P.S. Is it true that the new HID bulbs will be a little dimmer? If so, not so good for us CPFer.


----------



## XeRay (Mar 22, 2006)

Jazz said:


> Good Info!!!
> Thanks,
> James
> 
> P.S. Is it true that the new HID bulbs will be a little dimmer? If so, not so good for us CPFer.


 
I believe the Hg free D3S or D4S have about the same lumens output as the current D1S and D2S bulbs. The reason for removing the Hg is purely environmental even though the mercury is a very small percentage of the "fill" mix. 

There are no performance gains using D3S or D4S and they will be more expensive as will the ballasts. Your ballast (photo) is NOT designed for either of them.


----------



## pelks (Mar 22, 2006)

I have always wanted to see what was inside one of these ballasts.
Thanks Jazz, saves me plulling apart mine  

Have just tested my HID Spotlight. I've still got spots in my eyes.
Compared to the original 100w Halogen, there's no comparison.
I will be posting pics in the next few weeks.

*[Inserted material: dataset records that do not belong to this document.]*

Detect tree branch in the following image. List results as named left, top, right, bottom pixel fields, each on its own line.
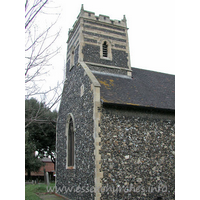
left=25, top=0, right=48, bottom=29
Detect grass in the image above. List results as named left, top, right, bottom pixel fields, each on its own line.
left=25, top=183, right=55, bottom=200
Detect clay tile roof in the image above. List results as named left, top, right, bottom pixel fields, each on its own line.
left=93, top=67, right=175, bottom=110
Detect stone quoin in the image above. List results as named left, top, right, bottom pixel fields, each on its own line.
left=56, top=5, right=175, bottom=200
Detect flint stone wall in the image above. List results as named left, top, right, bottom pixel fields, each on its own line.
left=56, top=63, right=95, bottom=200
left=99, top=106, right=175, bottom=200
left=82, top=44, right=128, bottom=68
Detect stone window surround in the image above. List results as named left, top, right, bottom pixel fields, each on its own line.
left=65, top=113, right=76, bottom=169
left=99, top=39, right=112, bottom=61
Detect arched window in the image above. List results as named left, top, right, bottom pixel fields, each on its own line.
left=68, top=117, right=74, bottom=166
left=66, top=114, right=75, bottom=169
left=102, top=41, right=108, bottom=57
left=100, top=40, right=112, bottom=60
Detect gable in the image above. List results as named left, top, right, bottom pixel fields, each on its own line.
left=93, top=67, right=175, bottom=110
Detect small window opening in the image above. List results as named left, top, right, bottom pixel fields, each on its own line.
left=72, top=50, right=74, bottom=61
left=154, top=197, right=162, bottom=200
left=103, top=41, right=108, bottom=57
left=70, top=49, right=75, bottom=69
left=68, top=117, right=74, bottom=166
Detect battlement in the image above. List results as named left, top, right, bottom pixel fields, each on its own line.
left=79, top=5, right=127, bottom=27
left=68, top=5, right=127, bottom=37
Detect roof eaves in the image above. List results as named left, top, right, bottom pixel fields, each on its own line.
left=101, top=100, right=175, bottom=112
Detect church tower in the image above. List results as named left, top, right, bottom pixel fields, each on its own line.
left=66, top=4, right=132, bottom=77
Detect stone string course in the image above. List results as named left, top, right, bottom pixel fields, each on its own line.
left=83, top=31, right=126, bottom=43
left=89, top=65, right=128, bottom=75
left=83, top=20, right=126, bottom=32
left=83, top=24, right=126, bottom=37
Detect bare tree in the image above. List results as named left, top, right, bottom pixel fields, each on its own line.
left=25, top=0, right=64, bottom=126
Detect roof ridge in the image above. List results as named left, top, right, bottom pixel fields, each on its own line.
left=131, top=67, right=175, bottom=76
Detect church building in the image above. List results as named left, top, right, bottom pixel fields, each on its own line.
left=56, top=5, right=175, bottom=200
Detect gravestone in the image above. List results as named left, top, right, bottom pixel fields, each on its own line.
left=46, top=172, right=49, bottom=186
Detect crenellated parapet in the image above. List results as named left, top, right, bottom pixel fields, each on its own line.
left=78, top=10, right=127, bottom=27
left=68, top=4, right=127, bottom=38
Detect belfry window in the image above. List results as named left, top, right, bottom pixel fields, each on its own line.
left=102, top=41, right=108, bottom=57
left=100, top=40, right=112, bottom=60
left=68, top=117, right=74, bottom=167
left=70, top=47, right=75, bottom=70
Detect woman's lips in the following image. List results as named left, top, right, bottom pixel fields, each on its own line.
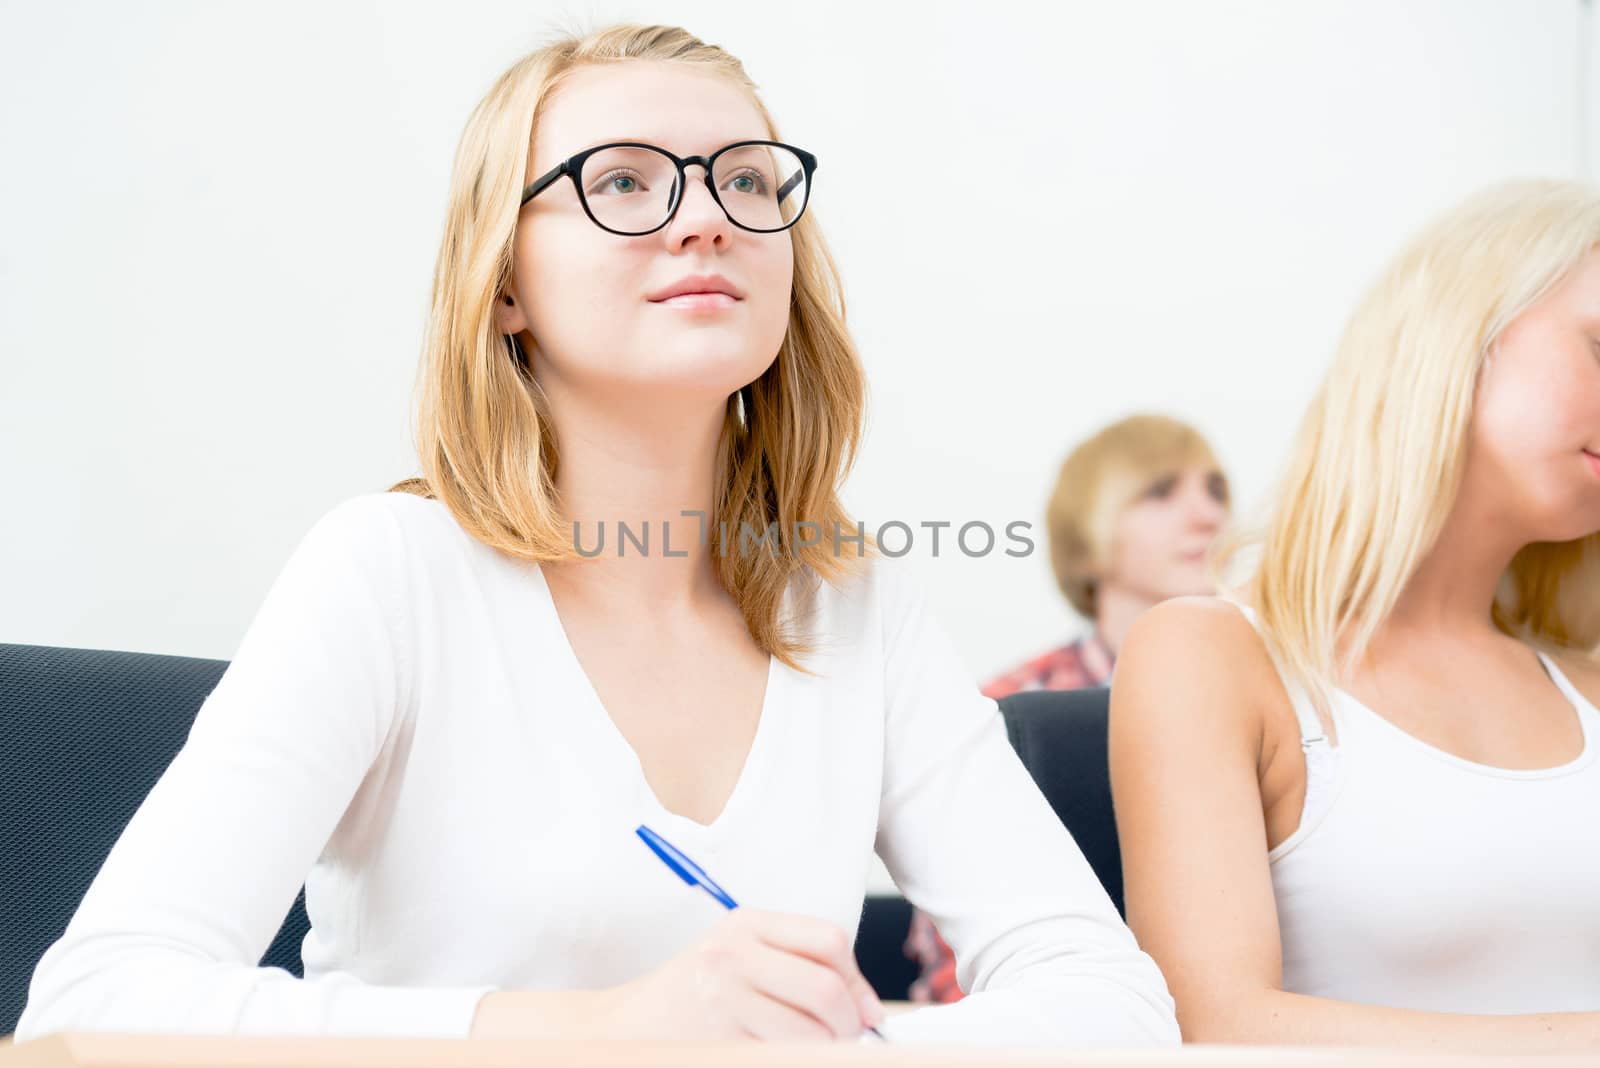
left=1585, top=449, right=1600, bottom=478
left=651, top=292, right=739, bottom=310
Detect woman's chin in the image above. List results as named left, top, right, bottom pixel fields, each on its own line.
left=642, top=345, right=780, bottom=394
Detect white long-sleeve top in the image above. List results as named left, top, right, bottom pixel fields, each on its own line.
left=18, top=493, right=1178, bottom=1045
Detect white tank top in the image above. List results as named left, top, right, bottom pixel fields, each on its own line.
left=1231, top=602, right=1600, bottom=1014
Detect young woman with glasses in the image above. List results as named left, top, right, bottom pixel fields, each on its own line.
left=19, top=25, right=1177, bottom=1046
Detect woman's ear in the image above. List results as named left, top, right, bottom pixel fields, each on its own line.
left=494, top=290, right=529, bottom=336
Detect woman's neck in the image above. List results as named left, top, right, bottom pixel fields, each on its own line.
left=1093, top=585, right=1156, bottom=657
left=542, top=386, right=730, bottom=609
left=1379, top=479, right=1525, bottom=644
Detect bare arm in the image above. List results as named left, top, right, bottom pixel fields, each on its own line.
left=1109, top=598, right=1600, bottom=1053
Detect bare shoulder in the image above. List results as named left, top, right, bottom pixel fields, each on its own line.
left=1113, top=596, right=1286, bottom=737
left=1119, top=596, right=1282, bottom=688
left=1122, top=595, right=1264, bottom=648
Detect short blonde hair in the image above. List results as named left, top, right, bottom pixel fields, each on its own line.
left=391, top=25, right=867, bottom=670
left=1047, top=414, right=1224, bottom=618
left=1221, top=178, right=1600, bottom=716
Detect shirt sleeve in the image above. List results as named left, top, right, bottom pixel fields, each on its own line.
left=16, top=495, right=495, bottom=1040
left=869, top=560, right=1179, bottom=1045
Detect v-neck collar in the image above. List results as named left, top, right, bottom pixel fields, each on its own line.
left=526, top=562, right=785, bottom=839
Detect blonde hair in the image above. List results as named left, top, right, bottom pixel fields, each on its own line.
left=390, top=25, right=867, bottom=670
left=1221, top=178, right=1600, bottom=714
left=1047, top=414, right=1225, bottom=618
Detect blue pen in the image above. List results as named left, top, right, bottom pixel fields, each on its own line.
left=636, top=824, right=741, bottom=909
left=634, top=824, right=887, bottom=1040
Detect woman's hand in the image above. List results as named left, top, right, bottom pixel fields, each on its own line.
left=472, top=909, right=886, bottom=1041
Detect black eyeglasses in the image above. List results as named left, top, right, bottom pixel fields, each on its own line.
left=519, top=140, right=817, bottom=236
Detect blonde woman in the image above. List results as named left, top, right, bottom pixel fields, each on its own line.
left=907, top=414, right=1229, bottom=1004
left=1110, top=180, right=1600, bottom=1052
left=18, top=25, right=1177, bottom=1046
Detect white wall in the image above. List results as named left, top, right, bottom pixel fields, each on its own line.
left=0, top=1, right=1592, bottom=681
left=1589, top=0, right=1599, bottom=176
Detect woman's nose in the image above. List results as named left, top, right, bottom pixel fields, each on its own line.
left=663, top=169, right=732, bottom=249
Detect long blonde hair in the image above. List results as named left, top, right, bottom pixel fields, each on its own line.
left=1221, top=179, right=1600, bottom=712
left=391, top=25, right=868, bottom=670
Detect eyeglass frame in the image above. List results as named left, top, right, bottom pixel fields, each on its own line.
left=518, top=139, right=818, bottom=236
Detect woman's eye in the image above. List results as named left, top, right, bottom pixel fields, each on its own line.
left=1207, top=472, right=1230, bottom=504
left=589, top=170, right=646, bottom=196
left=723, top=170, right=768, bottom=196
left=1144, top=476, right=1177, bottom=500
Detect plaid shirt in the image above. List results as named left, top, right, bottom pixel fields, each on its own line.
left=903, top=633, right=1116, bottom=1005
left=980, top=632, right=1115, bottom=700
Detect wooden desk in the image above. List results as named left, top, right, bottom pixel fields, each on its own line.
left=3, top=1036, right=1595, bottom=1068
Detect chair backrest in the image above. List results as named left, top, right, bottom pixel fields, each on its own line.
left=0, top=643, right=310, bottom=1036
left=998, top=687, right=1123, bottom=916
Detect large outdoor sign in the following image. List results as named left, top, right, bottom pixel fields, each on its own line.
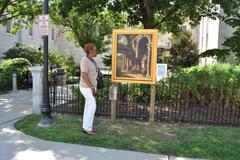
left=111, top=29, right=158, bottom=84
left=38, top=14, right=49, bottom=36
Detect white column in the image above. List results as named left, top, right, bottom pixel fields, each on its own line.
left=12, top=73, right=17, bottom=92
left=29, top=66, right=43, bottom=113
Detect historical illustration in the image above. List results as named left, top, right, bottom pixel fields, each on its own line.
left=112, top=29, right=158, bottom=84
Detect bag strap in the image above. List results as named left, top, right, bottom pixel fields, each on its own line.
left=87, top=57, right=98, bottom=72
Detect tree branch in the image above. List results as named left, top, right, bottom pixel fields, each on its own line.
left=0, top=0, right=11, bottom=17
left=154, top=8, right=178, bottom=28
left=0, top=13, right=18, bottom=23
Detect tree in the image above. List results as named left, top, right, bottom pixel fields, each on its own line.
left=168, top=31, right=199, bottom=72
left=51, top=0, right=124, bottom=53
left=0, top=0, right=41, bottom=30
left=107, top=0, right=223, bottom=32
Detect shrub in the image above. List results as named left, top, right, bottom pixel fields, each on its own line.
left=2, top=43, right=42, bottom=65
left=0, top=58, right=32, bottom=91
left=2, top=44, right=79, bottom=77
left=49, top=52, right=79, bottom=76
left=62, top=56, right=79, bottom=76
left=168, top=31, right=199, bottom=72
left=169, top=64, right=240, bottom=108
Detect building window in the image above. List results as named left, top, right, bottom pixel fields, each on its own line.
left=29, top=26, right=33, bottom=36
left=6, top=20, right=11, bottom=33
left=52, top=29, right=55, bottom=40
left=180, top=25, right=187, bottom=30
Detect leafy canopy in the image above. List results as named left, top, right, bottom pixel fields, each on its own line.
left=107, top=0, right=221, bottom=32
left=0, top=0, right=42, bottom=31
left=51, top=0, right=124, bottom=53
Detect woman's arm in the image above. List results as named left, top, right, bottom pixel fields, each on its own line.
left=81, top=72, right=96, bottom=96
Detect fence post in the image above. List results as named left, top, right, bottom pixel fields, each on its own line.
left=110, top=83, right=117, bottom=122
left=149, top=84, right=156, bottom=125
left=12, top=73, right=17, bottom=92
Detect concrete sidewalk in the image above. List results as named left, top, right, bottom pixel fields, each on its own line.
left=0, top=90, right=204, bottom=160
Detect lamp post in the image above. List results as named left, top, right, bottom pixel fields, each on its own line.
left=39, top=0, right=53, bottom=127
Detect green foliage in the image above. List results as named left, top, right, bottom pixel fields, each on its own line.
left=52, top=0, right=232, bottom=33
left=0, top=0, right=41, bottom=31
left=168, top=31, right=199, bottom=72
left=2, top=43, right=42, bottom=65
left=222, top=28, right=240, bottom=62
left=117, top=83, right=151, bottom=104
left=107, top=0, right=223, bottom=32
left=66, top=75, right=79, bottom=84
left=79, top=68, right=239, bottom=108
left=51, top=0, right=124, bottom=54
left=102, top=55, right=112, bottom=67
left=48, top=51, right=79, bottom=76
left=0, top=58, right=32, bottom=90
left=48, top=51, right=65, bottom=69
left=96, top=77, right=111, bottom=100
left=173, top=64, right=240, bottom=86
left=2, top=43, right=79, bottom=76
left=170, top=64, right=240, bottom=108
left=63, top=56, right=80, bottom=76
left=199, top=49, right=229, bottom=61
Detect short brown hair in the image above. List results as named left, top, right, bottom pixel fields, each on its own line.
left=84, top=43, right=96, bottom=55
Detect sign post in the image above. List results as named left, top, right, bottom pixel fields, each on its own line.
left=111, top=29, right=158, bottom=125
left=38, top=0, right=53, bottom=127
left=109, top=83, right=117, bottom=122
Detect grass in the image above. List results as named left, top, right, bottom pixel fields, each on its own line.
left=15, top=114, right=240, bottom=160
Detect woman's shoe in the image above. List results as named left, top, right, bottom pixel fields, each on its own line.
left=82, top=128, right=97, bottom=133
left=83, top=130, right=96, bottom=135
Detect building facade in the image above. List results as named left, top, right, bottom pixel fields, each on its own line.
left=0, top=21, right=105, bottom=67
left=197, top=7, right=236, bottom=65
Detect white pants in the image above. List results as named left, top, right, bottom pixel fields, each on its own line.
left=80, top=87, right=96, bottom=131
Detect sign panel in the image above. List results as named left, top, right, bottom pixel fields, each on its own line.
left=38, top=14, right=49, bottom=36
left=156, top=63, right=167, bottom=81
left=111, top=29, right=158, bottom=84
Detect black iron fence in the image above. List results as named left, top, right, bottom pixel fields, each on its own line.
left=49, top=74, right=240, bottom=127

In my situation with a hand-held spotlight, a seperate ignitor is not suitable because of the size constraits.
Excellent info though.


----------



## Sway (Mar 22, 2006)

pekls!!!!!!! 

Welcome to the HID Blitz Club, it just brings tears to my eyes too hear another one is up and running,* Good Show Mate * :twothumbs  

Now about those beam shots :naughty:

Later
Kelly


----------



## Jazz (Mar 22, 2006)

This is a 15 second exposure with the lens wide open at f2.8.





10MCP Thor modded with a 35W aftermarket HID. Heavily overexposed, but look impressive.


----------



## Jazz (Mar 22, 2006)

Here's another shot.


----------



## XeRay (Mar 22, 2006)

Jazz said:


> Here's another shot.


 
Looks like Donner Lake.

Dan


----------



## Jazz (Mar 23, 2006)

XeRay said:


> Looks like Donner Lake.
> 
> Dan


Close, it's Echo Lake.


----------



## LightForce (Mar 23, 2006)

Wow what a pics!!
I have exactly the same ballast/burber combo as you, Jazz.
Haven't tried it outdoors yet...
So scared of it what I'll see today's evening!:lolsign:
I'll post some beamshots in a few days, too.

Does opereting in non-horizontal directions really hurts the bulb?
I also discovered, that the best result is when the bulb operates in such a position, that the return wire is under the bulb.

|
|----------\_
|----------/ |
|=========

looks something like that...


----------